These efforts move away from traditional educational models that often still operate like a heavy bureaucratic production chain, where year after year new reform ideas are placed on top; where, in the middle, layers of unfinished and incoherent reforms pile up; and where, at the bottom, schools and teachers are confronted with a mix of regulation and prescription that they cannot make sense of and feel no responsibility for. Their aim is to create a knowledge-rich education system, one in which teachers and principals act as partners and have not only the authority to act, but also the necessary information to do so and the access to effective support systems that can assist them in implementing change.

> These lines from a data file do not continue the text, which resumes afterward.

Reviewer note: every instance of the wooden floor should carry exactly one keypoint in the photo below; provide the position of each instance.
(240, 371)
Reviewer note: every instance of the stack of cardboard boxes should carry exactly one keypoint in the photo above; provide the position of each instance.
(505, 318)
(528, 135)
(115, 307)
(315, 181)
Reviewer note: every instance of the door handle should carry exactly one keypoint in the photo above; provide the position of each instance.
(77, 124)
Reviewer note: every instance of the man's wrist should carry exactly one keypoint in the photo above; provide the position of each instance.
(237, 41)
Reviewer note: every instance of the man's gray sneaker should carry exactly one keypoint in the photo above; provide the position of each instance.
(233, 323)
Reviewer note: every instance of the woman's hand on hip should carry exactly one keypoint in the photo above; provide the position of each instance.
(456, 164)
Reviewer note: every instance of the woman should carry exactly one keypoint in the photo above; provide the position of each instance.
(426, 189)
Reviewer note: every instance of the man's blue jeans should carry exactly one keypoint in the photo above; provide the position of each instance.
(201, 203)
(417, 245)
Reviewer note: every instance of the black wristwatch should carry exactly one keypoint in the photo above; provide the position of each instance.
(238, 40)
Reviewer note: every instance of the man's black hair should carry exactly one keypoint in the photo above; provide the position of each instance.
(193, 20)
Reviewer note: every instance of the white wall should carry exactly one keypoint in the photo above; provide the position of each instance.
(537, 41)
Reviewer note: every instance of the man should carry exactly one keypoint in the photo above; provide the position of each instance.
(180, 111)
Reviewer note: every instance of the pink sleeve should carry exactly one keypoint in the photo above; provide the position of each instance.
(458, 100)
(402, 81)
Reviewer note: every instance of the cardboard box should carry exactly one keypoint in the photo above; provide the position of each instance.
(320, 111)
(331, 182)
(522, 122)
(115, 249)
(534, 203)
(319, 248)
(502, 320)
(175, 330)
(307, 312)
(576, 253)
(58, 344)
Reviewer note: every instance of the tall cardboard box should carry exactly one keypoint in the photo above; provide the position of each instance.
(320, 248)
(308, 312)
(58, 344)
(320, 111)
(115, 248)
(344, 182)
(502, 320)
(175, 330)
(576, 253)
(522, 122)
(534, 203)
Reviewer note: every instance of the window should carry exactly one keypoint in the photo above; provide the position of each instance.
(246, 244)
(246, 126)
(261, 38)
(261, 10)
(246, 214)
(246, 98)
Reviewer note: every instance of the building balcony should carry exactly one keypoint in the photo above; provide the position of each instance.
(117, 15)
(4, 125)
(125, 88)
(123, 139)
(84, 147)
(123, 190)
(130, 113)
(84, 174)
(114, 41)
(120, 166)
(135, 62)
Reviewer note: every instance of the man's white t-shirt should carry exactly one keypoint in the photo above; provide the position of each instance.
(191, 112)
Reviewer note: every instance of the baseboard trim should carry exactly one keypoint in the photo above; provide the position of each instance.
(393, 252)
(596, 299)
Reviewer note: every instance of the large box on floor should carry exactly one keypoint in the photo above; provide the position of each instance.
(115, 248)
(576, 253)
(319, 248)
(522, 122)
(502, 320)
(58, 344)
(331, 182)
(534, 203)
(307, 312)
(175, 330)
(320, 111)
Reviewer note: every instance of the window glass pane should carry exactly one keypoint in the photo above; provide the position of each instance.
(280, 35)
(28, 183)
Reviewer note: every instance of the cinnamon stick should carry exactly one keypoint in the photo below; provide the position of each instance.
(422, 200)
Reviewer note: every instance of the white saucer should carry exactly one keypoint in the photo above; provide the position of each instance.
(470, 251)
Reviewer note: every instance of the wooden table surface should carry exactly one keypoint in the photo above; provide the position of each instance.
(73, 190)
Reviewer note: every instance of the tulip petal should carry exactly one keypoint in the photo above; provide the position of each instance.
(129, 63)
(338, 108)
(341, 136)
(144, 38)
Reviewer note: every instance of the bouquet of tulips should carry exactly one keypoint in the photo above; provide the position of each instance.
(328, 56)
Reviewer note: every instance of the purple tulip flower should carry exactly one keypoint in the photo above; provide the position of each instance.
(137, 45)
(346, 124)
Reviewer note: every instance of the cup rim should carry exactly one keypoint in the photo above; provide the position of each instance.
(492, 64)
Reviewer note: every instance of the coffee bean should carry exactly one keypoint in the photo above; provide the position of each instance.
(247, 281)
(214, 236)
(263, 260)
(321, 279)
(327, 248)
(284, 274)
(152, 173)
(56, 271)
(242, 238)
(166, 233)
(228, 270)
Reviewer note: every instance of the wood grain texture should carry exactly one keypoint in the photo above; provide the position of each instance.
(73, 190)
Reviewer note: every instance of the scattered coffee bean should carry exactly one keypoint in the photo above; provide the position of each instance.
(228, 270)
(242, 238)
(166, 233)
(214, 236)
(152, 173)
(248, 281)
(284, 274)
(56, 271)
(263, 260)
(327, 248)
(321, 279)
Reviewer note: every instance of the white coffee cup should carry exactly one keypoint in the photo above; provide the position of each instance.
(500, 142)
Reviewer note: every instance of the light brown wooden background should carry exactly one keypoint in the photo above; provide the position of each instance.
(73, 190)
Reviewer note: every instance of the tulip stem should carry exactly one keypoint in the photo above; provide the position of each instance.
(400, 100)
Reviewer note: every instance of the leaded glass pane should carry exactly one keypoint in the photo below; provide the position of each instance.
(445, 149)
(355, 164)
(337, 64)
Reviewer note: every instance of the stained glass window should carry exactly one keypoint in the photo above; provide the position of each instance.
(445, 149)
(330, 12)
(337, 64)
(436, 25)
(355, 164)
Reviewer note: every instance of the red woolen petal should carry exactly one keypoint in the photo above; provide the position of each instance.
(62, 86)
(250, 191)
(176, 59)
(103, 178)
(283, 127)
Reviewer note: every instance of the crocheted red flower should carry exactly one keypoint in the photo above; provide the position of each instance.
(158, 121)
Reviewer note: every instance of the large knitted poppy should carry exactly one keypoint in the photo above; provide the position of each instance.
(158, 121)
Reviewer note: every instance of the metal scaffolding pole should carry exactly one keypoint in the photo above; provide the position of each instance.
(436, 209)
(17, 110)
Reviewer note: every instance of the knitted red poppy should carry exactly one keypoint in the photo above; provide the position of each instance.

Of course, everywhere, education is a knowledge industry, in the sense that it is concerned with the transmission of knowledge. But it is far from becoming a knowledge industry in the sense that its own practices are being transformed by knowledge about the efficacy of those practices. In many other fields, people enter their professional lives expecting their practice to be transformed by research. That’s not so in education. There is, of course, a large body of research about learning, but much of it is unrelated to the kind of real-life learning that is the focus of formal education. Even that which is has an insufficient impact when education continues as a cottage industry, with practitioners working in isolation and building their practice on folk wisdom about what works. Central prescription of what teachers should do, which still dominates today’s schools, will not transform teachers’ practices in the way that professional engagement in the search for evidence of what makes a difference can.
External accountability systems are an essential part of this search, but they are not enough. Among OECD countries, we find countless tests and reforms that have resulted in giving schools more money or taking it away; developing greater reliance on prescribed standards or less; making classes larger or smaller, often without measurable effects. What distinguishes the top performer, Finland, is that it places the emphasis on building various ways for networks of schools to stimulate and spread innovation, as well as to collaborate to provide curriculum diversity, extended services, and professional support. Finland fosters strong approaches to leadership and a variety of system-leadership roles. These help reduce between-school variation through systemwide networking, and build lateral accountability.
Finland has moved from hit-or-miss policies to the establishment of universal high standards, from maintaining uniformity to embracing diversity, from a focus on provision to a focus on choice. It has turned from managing inputs and a bureaucratic approach to education toward devolving responsibilities and enabling outcomes, from talking about equity to delivering equity. It is a system in which schools no longer receive prefabricated wisdom, but take initiative on the basis of data and best practice.